How can we bridge the gap between technology and pedagogy?
It seems to me that technology and pedagogy have different criteria for making fast strides forward. When new technology is introduced the inventors try to anticipate the future. They don’t care about the past.
When new pedagogy is introduced it traditionally incorporates detailed reviews of dozens of leading specialists in the field, and only then do the authors introduce their own new vision of some pedagogical topic. Read any scientific publication in applied linguistics, for example, and you will find this is the case. In this scenario, the inventor of the new pedagogy is looking backward rather than anticipating the future. How can we change this attitude that has been dominant for a hundred years?
New technology without new pedagogy results in poor teaching being delivered faster and more efficiently.
Should we ask technology inventors to be engaged in pedagogical inventions, too? Probably. It really hurts to see dozens of new applications for learning foreign languages and find that most of them still use flashcards, which were invented a hundred years ago for memorizing information and are counter-productive for acquiring language skills.
There is another class of applications (new technology) using video lessons (old pedagogy).
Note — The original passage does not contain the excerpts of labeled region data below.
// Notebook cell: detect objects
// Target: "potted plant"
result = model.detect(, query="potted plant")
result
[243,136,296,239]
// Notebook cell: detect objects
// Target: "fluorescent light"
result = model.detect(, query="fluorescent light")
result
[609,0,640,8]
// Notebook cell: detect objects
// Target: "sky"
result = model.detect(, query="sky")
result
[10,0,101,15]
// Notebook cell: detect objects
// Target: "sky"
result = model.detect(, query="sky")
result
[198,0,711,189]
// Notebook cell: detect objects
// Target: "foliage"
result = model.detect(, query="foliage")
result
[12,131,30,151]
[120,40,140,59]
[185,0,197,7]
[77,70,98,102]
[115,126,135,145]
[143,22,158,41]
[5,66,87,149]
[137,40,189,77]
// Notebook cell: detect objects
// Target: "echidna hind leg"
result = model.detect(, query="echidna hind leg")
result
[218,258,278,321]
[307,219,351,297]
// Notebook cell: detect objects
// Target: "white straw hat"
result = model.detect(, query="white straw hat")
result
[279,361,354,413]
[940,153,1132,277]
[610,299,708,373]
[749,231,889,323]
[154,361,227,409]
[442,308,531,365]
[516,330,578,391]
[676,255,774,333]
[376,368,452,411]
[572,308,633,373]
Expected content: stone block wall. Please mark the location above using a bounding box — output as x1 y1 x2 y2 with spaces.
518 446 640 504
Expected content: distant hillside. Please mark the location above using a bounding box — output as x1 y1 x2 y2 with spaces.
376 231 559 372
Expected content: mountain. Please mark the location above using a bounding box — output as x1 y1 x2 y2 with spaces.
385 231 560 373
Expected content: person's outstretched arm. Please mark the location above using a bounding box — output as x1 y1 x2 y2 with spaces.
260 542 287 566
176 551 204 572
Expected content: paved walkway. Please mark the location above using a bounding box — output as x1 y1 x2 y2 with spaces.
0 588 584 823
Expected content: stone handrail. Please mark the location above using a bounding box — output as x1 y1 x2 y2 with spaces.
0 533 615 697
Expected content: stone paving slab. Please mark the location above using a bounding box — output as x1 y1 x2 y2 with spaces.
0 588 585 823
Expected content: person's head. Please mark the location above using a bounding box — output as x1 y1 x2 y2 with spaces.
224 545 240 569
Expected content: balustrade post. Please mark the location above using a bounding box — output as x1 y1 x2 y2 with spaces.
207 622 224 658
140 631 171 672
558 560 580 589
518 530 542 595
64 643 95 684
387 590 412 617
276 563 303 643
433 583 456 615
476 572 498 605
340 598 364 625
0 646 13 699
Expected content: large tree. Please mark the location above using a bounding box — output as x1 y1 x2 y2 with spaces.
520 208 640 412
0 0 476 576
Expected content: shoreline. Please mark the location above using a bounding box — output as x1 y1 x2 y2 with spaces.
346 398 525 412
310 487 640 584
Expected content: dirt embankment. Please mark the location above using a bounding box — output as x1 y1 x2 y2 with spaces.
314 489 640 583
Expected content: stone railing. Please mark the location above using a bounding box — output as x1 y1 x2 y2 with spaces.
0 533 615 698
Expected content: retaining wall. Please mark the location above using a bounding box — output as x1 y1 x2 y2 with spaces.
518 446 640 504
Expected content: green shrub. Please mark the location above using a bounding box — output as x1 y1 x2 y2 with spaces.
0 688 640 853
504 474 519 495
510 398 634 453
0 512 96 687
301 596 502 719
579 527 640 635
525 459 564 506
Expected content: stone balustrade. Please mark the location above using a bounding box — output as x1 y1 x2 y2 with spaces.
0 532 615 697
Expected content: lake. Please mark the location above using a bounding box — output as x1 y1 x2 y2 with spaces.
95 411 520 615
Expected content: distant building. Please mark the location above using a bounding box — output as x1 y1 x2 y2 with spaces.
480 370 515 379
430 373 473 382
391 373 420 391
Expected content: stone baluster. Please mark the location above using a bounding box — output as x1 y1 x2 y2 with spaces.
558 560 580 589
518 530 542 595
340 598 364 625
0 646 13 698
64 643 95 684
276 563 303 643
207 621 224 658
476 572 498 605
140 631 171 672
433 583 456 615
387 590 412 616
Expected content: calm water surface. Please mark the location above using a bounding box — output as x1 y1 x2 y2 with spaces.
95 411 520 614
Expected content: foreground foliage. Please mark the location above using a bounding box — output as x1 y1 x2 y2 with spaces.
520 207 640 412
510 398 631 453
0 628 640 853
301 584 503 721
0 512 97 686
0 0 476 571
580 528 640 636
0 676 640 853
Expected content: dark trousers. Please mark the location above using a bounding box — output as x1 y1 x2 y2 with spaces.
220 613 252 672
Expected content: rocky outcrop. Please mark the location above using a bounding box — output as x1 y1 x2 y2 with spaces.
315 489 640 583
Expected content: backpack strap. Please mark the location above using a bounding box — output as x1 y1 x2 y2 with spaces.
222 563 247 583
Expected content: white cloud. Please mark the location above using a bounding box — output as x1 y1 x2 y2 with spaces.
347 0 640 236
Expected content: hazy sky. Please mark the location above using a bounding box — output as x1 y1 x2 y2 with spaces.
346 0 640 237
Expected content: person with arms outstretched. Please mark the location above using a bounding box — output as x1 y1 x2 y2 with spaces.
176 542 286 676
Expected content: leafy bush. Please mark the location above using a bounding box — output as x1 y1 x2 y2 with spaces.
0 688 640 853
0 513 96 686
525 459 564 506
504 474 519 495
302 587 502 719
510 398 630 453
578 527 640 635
I would like to elaborate on this misconception:
The next best method is to watch videos in the new language
We are accustomed to multitasking: we divide our attention to perform various tasks concurrently. Watching a video lesson is a passive operation and it would be hard for us to pay full attention to the words used in the video since, in the competition for attention, visuals and feelings always win. If we watch videos regularly, we probably do something else at the same time—we remember our last meeting, send text messages, or talk with others in the room not about the video but about recent events. So while the video can deliver the shape and feeling of a story powerfully, there is little chance that you would acquire new words or expressions from the video—not in a way that would allow you to use them later.
Since a video does not allow inclusion of support in the native language, it is hard to make it understandable to adult learners. Another disadvantage is that novice language learners usually don’t hear the particular sounds that the new language has but their native language doesn’t have. Students need special tools that will help them first recognize, then imitate, and finally produce sentences in the new language with pronunciation close to that of native speakers. Video lessons cannot help students achieve this objective.
According to the Learning Pyramid we remember about 50% of what we hear and see, which includes watching a video. In contrast to a video, text requires our full attention in order to assimilate the information presented. Working with the text we can hear its recording, see the text, and say it at the along with the recording. According to the Pyramid this mode ensures the highest (75%) retention rate of the information presented.
Olly Richards in his remarkable post Are You Wasting Your Time Watching Foreign Language Movies? describes:
Why Movies Don’t Help
The language level is way too high for you to understand most of what is going on. Improving in a language requires you to be able to notice interesting features of the language from the things people are saying. For that to happen you need to listen to language that’s slightly above your current level (this is known as comprehensible input).
Watching a movie is a passive experience, with no interaction.
You’re not really listening. Don’t be under the impression that you’re really listening to the language. If you’ve got subtitles on, what you’re actually doing is reading. And you’re reading in English. OK, you can still hear the French being spoken, but it’s not the focused listening you thought it was.
Movies are long! What other learning activity would you spend 2 hours on, without varying it, or trying other things? You can’t focus. And during those 2 hours, how much are you really focusing on the language? You’re probably trying to enjoy the movie at the same time, which means inevitably you’re going to spend a lot of the time more focused on the subtitles and the story line than the French that’s being spoken.
It’s impractical to look up words in the dictionary. OK, you can look up the odd word, but no more than that if you actually want to reach the end of the movie!
There’s no accompanying text/transcript to help you. Even if there was, it’d be too long. Compare that to a short dialogue in a textbook which you can rip apart and learn from, go back over and analyze when you want to understand something.
Language Bridge Technology started as an innovation in pedagogy; after testing it in the field and getting excellent results, I started to develop the Android application that is capable of implementing all the new pedagogical features.
It reminds me of an age-old question: "Which came first: the chicken or the egg?"
Allow me to express my opinion: first the egg – pedagogy, then the chicken – technology.